Ciò che è accaduto, soltanto in minima parte somiglia a quello che avevo previsto, il resto è frutto dell’eventualità, del caso, di pura combinazione. Camminavo lungo le strade , cercavo quasi di carpire dall’aria i fondamentali della situazione, e intanto perseguivo la coerenza come elemento di peculiarità e distinzione. Un uomo mi aveva fermato, soltanto per avvertirmi di qualcosa che non andava al mio aspetto: assomigliavo, secondo lui, ad un individuo isolato, che aveva come perduto il senso della propria esistenza. Risposi in fretta, seccato, che era assolutamente vero il contrario, il mio girare in mezzo alla gente era soltanto la semplice ricerca confermativa di ciò in cui credevo.

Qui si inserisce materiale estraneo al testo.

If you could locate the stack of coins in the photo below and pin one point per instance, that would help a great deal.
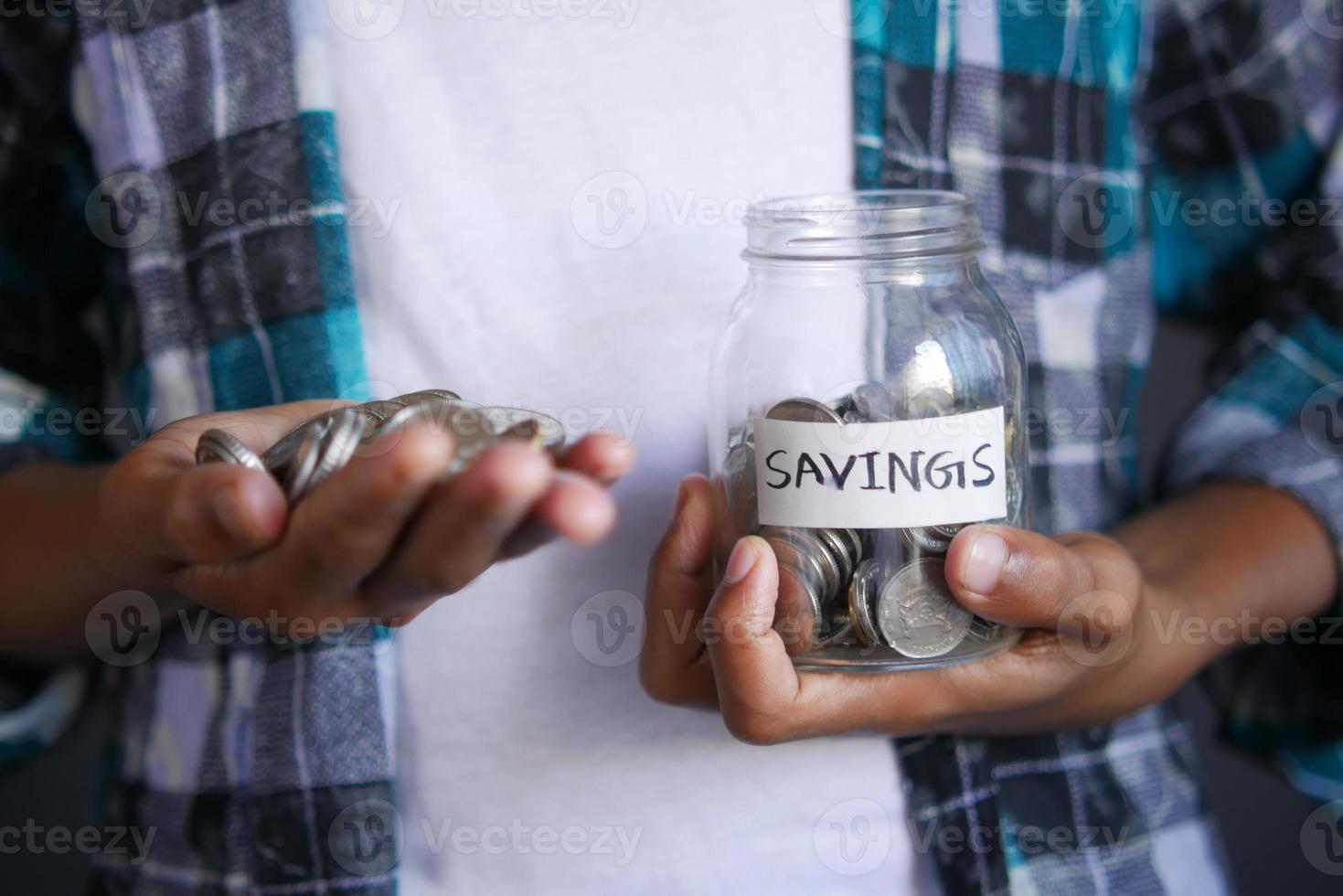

L’altro, alle mie parole, aveva assunto una strana espressione, e abbassando lo sguardo aveva spiegato, secondo lui, che quello era un metodo assolutamente sbagliato: sarei rimasto persuaso delle mie idee in ogni caso, e anzi, avrei rafforzato così ogni mia convinzione, anche se ognuna di loro fosse stata assurda e irreale. Questo ragionamento mi aveva lasciato perplesso, e proseguendo avevo chiesto all’uomo di accompagnarmi in un caffè poco distante, in modo da spiegarmi con calma tutto il suo punto di vista.
Ci eravamo scambiati, là dentro, seduti ad un tavolino, moltissime idee e convinzioni, ma le cose, a dire la verità, erano andate un po’ per le lunghe, e quando eravamo usciti da quel locale, dopo avere bevuto diversi bicchierini di acquavite, era tardi, e le strade erano quasi deserte. Mi ero subito offerto di accompagnarlo fino a casa, giusto naturalmente per terminare gli ultimi discorsi che avevamo da fare, ma quando si era giunti nella via dove lui abitava, mi era parso subito che gli argomenti che avevamo toccato fossero tutti rimasti nell’aria, da completare, come se ancora moltissimi aspetti fossero ancora da prendere del tutto in esame.
Mi innervosii terribilmente della sua caparbietà nel voler ritirarsi lasciandomi lì, fino a spingermi addirittura ad offenderlo, pur di smuovere la sua voglia di completezza che senz’altro provava, ma non ci fu niente da fare. Maledetto, allora gli dissi, lei è una persona impossibile, che neppure crede in ciò di cui parla, un insulso, insomma, indegno di considerarsi un uomo davvero. Non so cosa di preciso accadde in quel preciso momento, sicuramente non riuscii a conservare la calma necessaria, qualcosa si rimescolò al mio interno, e allora presi una pietra e lo colpii sulla testa, lasciandolo a terra, forse morto.
Immediatamente fuggii, probabilmente nessuno mi aveva notato, il sangue mi bolliva all’interno, ero preda di una febbre pazzesca. Raggiunsi velocemente il mio appartamento e mi chiusi a chiave nella mia camera, dove rimasi per un numero imprecisato di giorni, preda di un delirio quasi costante, accettando soltanto del tè e restando da solo per tutto il periodo. Poi, poco per volta, riuscii a scrollarmi di dosso quei forti malesseri, fui capace di riprendere lentamente la mia vita normale, e di ricominciare a pensare le cose quasi come avevo fatto fino ad allora. Non mi importava niente di ciò che era accaduto, non mi interessava per nulla il passato, con tutto ciò che questo pareva comportare: adesso era il futuro il luogo di ogni mia riflessione, nient’altro.